It’s been a fun year learning new stuff, and along the way Andy Piper helped out with a bite sized architectural debate while I was experimenting with a Hadoop service on Bluemix. Having a short lived/disposable memory I thought it would be worth posting the discussion here for future reference…
@jtonline: Still pondering how a hadoop buildpack might compare to a hadoop service
@andypiper: @jtonline why would you want a buildpack for Hadoop – surely data store = service (broadly) not runtime. #cloudfoundry
@jtonline: @andypiper hmm, maybe, but you want to bring the processing to the data don’t you? Currently seems like services will hold big data in silos
@jtonline: @andypiper for example, I might want to use one of the address verification services from my map reduce job. I’m probably missing something.
@andypiper: @jtonline multiple services can be bound to multiple apps. And you can call jobs in those services from those apps.
@andypiper: @jtonline PivotalHD ships as a service in PivotalCF – obviously you may need data access libraries in the buildpack for the app.
@jtonline: @andypiper not convinced hadoop is just a data store. Do I need apps on runtime to kick off oozie jobs with details of other services?
@andypiper: @jtonline the runtime/service debate on CF has been a long one but I think fairly clean/clear. I’d see Hadoop as a shared resource.
@andypiper: @jtonline bear in mind buildpack -> droplet -> runnable containerised app instance.
@jtonline: @andypiper agreed.
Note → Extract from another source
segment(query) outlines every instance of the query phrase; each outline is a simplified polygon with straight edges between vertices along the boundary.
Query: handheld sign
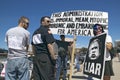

Maybe what I’m missing is an easy way to wire services together?
@andypiper: @jtonline yeah maybe – you end up with apps acting as service coordinators I guess.
@andypiper: @jtonline coupled with the fact that apps are intentionally short-lived and best stateless… interesting architectural debate :-)
@andypiper: @jtonline (for “short-lived” read “disposable” my bad)
It should be an interesting 2015.